NVIDIA Launches Next-Gen Flagship GPU RTX 5090: The Strongest Performance Ever, Priced at 1999

On January 7, 2025, the highly anticipated CES Consumer Electronics Show officially opened in Las Vegas, USA. NVIDIA unveiled its next-generation flagship GPU in the RTX 50 series, with the RTX 5090 becoming the most expensive consumer-grade graphics card ever, priced at $1999. At the same time, it set a new benchmark for performance. Other models include the second-tier RTX 5080 priced at $999, the RTX 5070 Ti at $749, and the RTX 5070 at $549.
Hardware Specifications and Performance Breakthrough

The RTX 5090 is equipped with the brand-new GB202 GPU, featuring 21,760 CUDA cores, making it the first GeForce GPU to surpass 20,000 cores. This generation of graphics cards has all been upgraded to PCIe 5.0 interfaces, featuring DisplayPort 2.1a and a 16-pin power connector, and comes with the latest GDDR7 memory.

The flagship RTX 5090 offers 32GB of GDDR7 memory with a 512-bit memory interface and a memory speed of 26Gbps, with a power consumption of up to 575W. It provides three DP 2.1a ports and one HDMI 2.1 port, enhancing bandwidth and display output capabilities.

The second-tier RTX 5080 comes with 10,752 CUDA cores, 16GB of GDDR7 memory with a faster speed of 30Gbps, and a power consumption of 360W. According to official data, both the RTX 5080 and RTX 5090 are designed for high-end gamers and professional users, supporting extreme AI computing, video rendering, and gaming performance.
AI Performance Optimization and Professional Applications

Compared to the standard RTX 5090, the lighter version RTX 5090D offers slightly reduced AI computing performance but still maintains a strong output of up to 2375 TOPS, providing more options for developers and data scientists.

NVIDIA claims that the RTX 5090 achieves a new level of balance between performance and power consumption, offering powerful hardware support for next-generation AI, game development, and creative fields.
The Significance of High-Performance GPUs in AI Computing

High-performance GPUs have the following important significance for AI computing:

  1. Enhancing Training Efficiency
    High-performance GPUs can significantly accelerate the training process of deep learning models. For instance, thousands of CUDA cores and hundreds of TOPS in AI computing power can enable large-scale parallel computations, reducing model training time and thus improving research and commercial development efficiency.

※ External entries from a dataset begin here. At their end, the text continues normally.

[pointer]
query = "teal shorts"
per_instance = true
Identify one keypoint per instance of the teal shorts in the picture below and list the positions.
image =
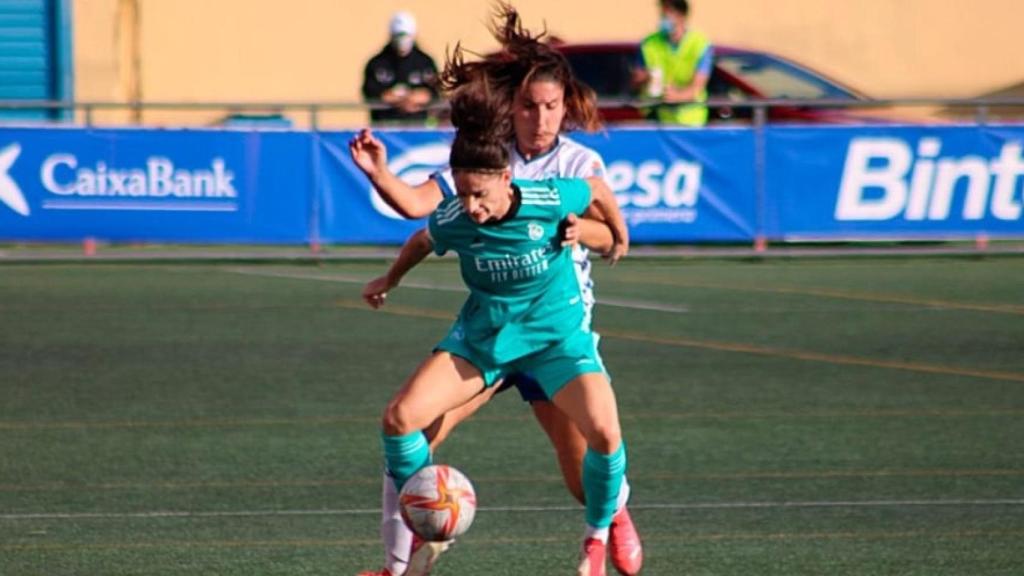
(552, 367)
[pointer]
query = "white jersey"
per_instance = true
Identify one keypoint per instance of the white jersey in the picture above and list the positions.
(568, 159)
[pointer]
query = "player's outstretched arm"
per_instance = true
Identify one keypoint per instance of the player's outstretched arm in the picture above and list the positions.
(416, 248)
(370, 156)
(604, 207)
(593, 234)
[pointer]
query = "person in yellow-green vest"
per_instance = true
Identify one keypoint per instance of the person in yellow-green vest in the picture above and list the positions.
(675, 66)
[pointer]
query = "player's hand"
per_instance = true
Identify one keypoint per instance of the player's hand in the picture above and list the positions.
(375, 292)
(617, 251)
(570, 231)
(369, 154)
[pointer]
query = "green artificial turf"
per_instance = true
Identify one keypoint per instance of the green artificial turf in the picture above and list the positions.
(821, 416)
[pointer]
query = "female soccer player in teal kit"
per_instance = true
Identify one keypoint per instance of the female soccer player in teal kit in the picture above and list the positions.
(524, 313)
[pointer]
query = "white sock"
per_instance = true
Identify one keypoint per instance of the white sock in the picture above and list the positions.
(624, 495)
(599, 533)
(396, 536)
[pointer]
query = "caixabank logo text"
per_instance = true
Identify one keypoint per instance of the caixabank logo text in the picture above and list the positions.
(66, 180)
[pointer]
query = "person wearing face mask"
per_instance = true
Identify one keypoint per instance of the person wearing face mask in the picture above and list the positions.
(401, 76)
(674, 66)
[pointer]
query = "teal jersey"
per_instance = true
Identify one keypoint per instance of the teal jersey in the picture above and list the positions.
(524, 294)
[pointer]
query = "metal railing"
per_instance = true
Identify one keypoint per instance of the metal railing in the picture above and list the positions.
(981, 110)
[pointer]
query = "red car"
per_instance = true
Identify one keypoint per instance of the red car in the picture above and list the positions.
(738, 75)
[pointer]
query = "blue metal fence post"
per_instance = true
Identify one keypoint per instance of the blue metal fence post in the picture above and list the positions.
(760, 119)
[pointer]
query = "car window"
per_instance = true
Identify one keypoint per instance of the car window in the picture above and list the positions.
(606, 73)
(779, 79)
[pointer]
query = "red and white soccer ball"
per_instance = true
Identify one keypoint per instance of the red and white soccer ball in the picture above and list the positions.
(438, 503)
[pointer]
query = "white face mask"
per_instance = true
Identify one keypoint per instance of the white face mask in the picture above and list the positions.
(667, 26)
(402, 43)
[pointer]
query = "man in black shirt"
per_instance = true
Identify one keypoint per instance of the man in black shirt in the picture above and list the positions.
(400, 75)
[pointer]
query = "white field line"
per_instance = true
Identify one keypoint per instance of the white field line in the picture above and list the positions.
(348, 279)
(156, 515)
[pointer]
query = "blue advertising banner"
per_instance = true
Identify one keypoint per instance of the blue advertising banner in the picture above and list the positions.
(894, 181)
(181, 186)
(350, 210)
(673, 186)
(678, 186)
(682, 186)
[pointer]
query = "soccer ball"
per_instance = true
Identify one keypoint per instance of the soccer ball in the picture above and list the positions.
(437, 503)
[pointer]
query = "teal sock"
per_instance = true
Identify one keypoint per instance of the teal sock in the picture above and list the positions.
(404, 455)
(602, 478)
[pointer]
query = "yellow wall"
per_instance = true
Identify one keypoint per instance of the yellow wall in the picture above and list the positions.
(313, 50)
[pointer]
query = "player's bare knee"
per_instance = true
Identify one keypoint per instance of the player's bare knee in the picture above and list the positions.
(605, 439)
(397, 420)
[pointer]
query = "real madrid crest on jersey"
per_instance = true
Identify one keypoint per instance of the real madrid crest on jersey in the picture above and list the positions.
(536, 231)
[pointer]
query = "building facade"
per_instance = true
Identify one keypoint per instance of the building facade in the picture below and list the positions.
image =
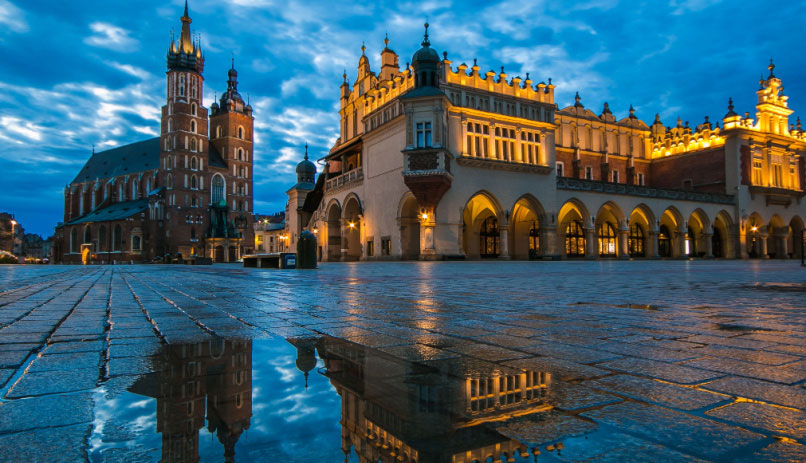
(187, 192)
(439, 162)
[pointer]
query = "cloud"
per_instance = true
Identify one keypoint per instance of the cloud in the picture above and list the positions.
(112, 37)
(12, 17)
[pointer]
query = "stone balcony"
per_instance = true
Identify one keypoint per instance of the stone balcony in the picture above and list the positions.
(595, 186)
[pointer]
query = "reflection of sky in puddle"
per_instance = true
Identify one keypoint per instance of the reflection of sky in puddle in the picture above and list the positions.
(288, 422)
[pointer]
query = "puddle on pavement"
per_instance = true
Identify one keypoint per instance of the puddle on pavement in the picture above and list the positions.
(311, 399)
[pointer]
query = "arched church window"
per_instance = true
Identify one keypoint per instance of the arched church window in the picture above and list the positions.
(607, 239)
(489, 238)
(217, 190)
(664, 242)
(636, 241)
(575, 239)
(534, 239)
(74, 240)
(117, 235)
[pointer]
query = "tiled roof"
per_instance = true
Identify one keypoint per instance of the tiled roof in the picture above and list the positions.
(115, 211)
(123, 160)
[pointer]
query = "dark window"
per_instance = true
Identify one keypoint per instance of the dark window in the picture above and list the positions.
(575, 239)
(489, 238)
(636, 241)
(607, 240)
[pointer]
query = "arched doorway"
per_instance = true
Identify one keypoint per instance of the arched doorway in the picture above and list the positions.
(608, 219)
(351, 241)
(637, 241)
(524, 225)
(672, 230)
(489, 238)
(795, 244)
(573, 216)
(481, 236)
(721, 244)
(753, 238)
(665, 241)
(607, 240)
(574, 239)
(410, 229)
(333, 232)
(716, 243)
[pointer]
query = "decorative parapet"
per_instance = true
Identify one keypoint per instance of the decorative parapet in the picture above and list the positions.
(494, 82)
(426, 162)
(777, 196)
(496, 164)
(347, 178)
(595, 186)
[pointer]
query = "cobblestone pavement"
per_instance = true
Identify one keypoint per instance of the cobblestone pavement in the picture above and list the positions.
(648, 360)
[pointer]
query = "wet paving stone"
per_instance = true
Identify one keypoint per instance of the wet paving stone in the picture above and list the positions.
(46, 445)
(681, 374)
(760, 390)
(711, 440)
(452, 360)
(648, 390)
(60, 410)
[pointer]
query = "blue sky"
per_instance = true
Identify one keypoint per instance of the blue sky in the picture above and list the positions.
(77, 74)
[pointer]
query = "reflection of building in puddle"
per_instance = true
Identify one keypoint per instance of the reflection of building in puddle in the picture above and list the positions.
(213, 377)
(426, 411)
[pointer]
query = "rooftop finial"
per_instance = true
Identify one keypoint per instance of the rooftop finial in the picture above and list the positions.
(426, 42)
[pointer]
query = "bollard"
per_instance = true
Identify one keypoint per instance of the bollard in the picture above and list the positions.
(306, 250)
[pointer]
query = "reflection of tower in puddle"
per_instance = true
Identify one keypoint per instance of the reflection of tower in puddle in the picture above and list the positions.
(213, 376)
(428, 411)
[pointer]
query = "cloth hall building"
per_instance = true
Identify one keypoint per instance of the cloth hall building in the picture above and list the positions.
(437, 161)
(188, 191)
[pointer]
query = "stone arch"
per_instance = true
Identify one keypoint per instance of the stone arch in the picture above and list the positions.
(795, 243)
(575, 229)
(525, 228)
(755, 239)
(352, 214)
(610, 225)
(670, 233)
(408, 219)
(481, 216)
(722, 246)
(641, 241)
(698, 228)
(778, 232)
(333, 220)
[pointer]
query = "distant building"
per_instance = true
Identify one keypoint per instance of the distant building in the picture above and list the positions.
(270, 234)
(187, 192)
(440, 162)
(11, 234)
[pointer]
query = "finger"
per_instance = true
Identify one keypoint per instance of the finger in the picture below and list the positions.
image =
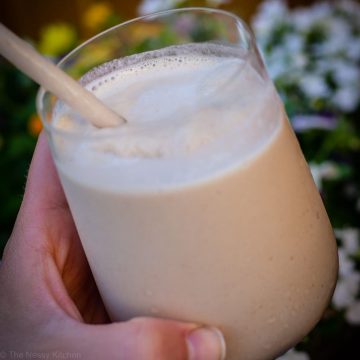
(43, 189)
(146, 339)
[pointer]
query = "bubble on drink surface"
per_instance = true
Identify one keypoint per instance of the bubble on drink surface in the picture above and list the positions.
(181, 103)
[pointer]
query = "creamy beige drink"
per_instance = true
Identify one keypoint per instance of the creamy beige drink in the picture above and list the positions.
(201, 208)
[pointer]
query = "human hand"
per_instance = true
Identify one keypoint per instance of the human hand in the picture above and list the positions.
(49, 303)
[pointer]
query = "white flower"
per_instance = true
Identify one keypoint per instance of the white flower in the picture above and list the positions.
(353, 49)
(351, 7)
(345, 73)
(292, 354)
(305, 18)
(314, 86)
(350, 240)
(293, 43)
(326, 170)
(273, 8)
(150, 6)
(269, 15)
(352, 314)
(346, 98)
(346, 290)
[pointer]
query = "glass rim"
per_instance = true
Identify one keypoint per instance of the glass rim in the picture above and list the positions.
(42, 91)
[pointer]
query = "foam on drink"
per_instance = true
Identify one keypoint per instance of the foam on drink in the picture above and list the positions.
(201, 208)
(174, 101)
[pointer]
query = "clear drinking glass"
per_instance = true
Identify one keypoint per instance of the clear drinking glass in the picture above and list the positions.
(201, 207)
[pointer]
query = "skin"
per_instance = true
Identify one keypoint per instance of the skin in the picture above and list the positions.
(49, 301)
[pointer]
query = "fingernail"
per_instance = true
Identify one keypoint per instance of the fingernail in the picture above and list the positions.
(206, 343)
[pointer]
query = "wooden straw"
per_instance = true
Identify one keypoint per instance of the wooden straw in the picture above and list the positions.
(45, 73)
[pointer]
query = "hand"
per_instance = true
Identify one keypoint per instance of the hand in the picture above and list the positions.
(49, 303)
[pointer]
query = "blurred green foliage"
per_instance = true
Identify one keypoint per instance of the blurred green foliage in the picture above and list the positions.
(17, 106)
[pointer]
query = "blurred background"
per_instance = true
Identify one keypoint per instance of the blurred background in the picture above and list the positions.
(312, 52)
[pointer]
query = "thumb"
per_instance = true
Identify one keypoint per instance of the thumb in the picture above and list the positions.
(145, 339)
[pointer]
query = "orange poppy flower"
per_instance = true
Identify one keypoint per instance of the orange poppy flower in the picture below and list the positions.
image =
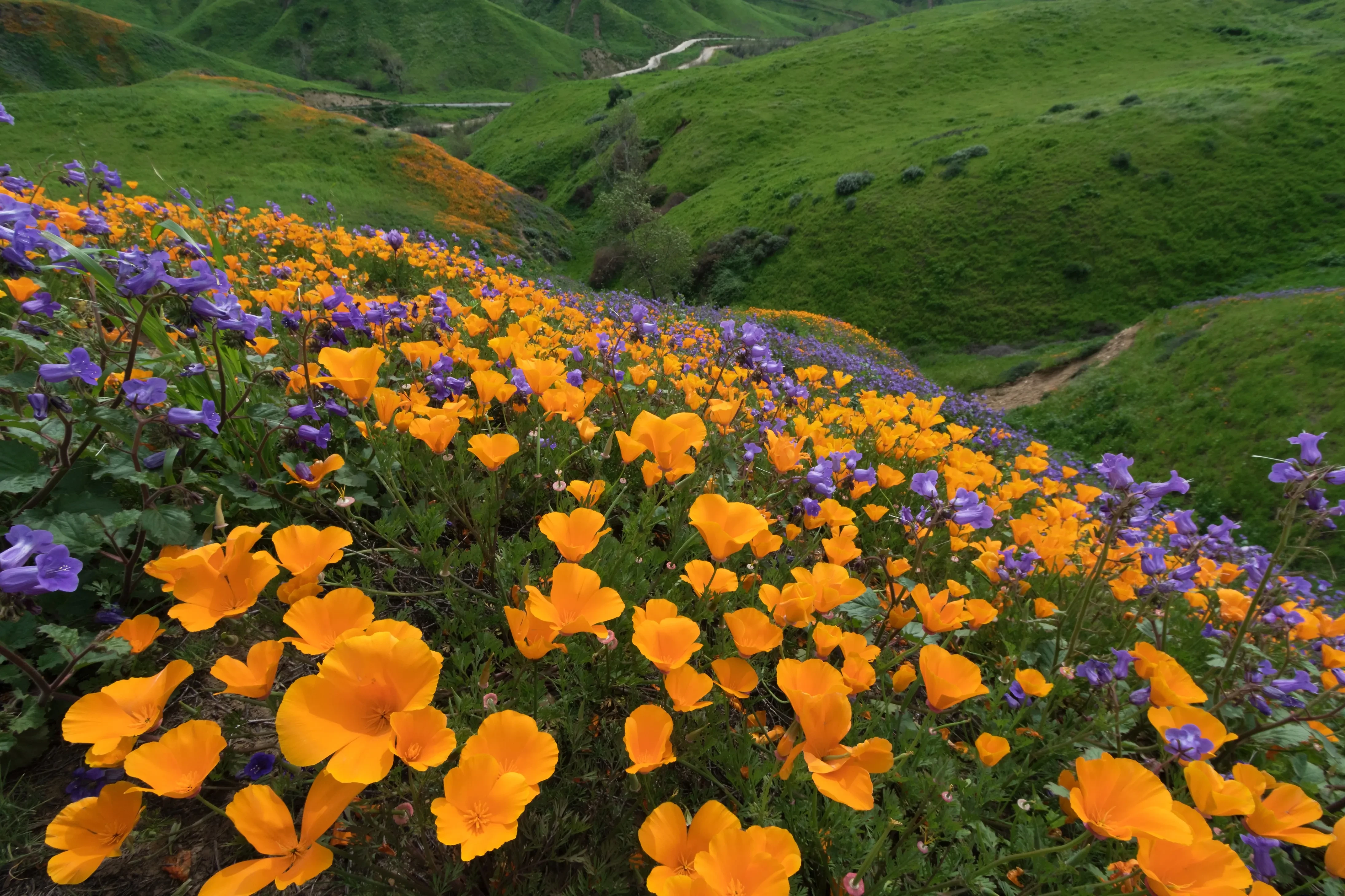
(422, 738)
(306, 551)
(578, 602)
(533, 637)
(752, 632)
(516, 743)
(735, 676)
(436, 433)
(949, 679)
(345, 711)
(587, 493)
(312, 480)
(123, 710)
(1282, 815)
(139, 632)
(1210, 726)
(669, 840)
(1032, 683)
(1120, 798)
(756, 862)
(1204, 868)
(668, 440)
(178, 764)
(253, 679)
(1214, 794)
(992, 749)
(826, 639)
(649, 739)
(725, 527)
(686, 687)
(354, 373)
(265, 823)
(92, 829)
(666, 643)
(481, 807)
(321, 621)
(493, 450)
(574, 534)
(701, 575)
(214, 582)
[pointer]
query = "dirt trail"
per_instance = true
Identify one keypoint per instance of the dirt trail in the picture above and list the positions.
(1035, 388)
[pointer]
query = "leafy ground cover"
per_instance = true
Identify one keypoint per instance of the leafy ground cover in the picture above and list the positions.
(1207, 388)
(1138, 155)
(497, 587)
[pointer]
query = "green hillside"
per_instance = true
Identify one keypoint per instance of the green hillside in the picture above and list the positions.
(224, 138)
(1206, 389)
(1195, 151)
(58, 46)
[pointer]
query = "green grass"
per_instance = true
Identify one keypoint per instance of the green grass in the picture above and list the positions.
(221, 138)
(58, 46)
(1204, 390)
(1237, 175)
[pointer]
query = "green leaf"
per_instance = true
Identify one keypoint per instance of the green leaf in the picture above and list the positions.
(15, 338)
(169, 526)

  2. Supporting More Complex Models
    With the continuous advancement of AI technology, the scale and complexity of models are rapidly increasing. The large memory and high bandwidth of high-performance GPUs support larger parameter models, such as GPT and Vision Transformers, which can handle massive data and parameter computation requirements.

  3. Real-Time Inference and Edge Computing
    In fields like autonomous driving, smart homes, and robotics, the real-time computational power of GPUs is crucial for complex scene inference. NVIDIA’s RTX series GPUs’ AI acceleration features enable efficient inference even on edge devices.

  4. Democratizing AI Technology
    More powerful GPUs lower the entry barriers for AI technology, allowing more small and medium-sized enterprises, as well as independent developers, to access high-end computing resources, thus promoting the spread and innovation of AI technology.

The release of the NVIDIA RTX 50 series marks the beginning of a new era in GPU performance. Its AI computing capabilities will continue to drive innovation in artificial intelligence, scientific research, and the creative industry.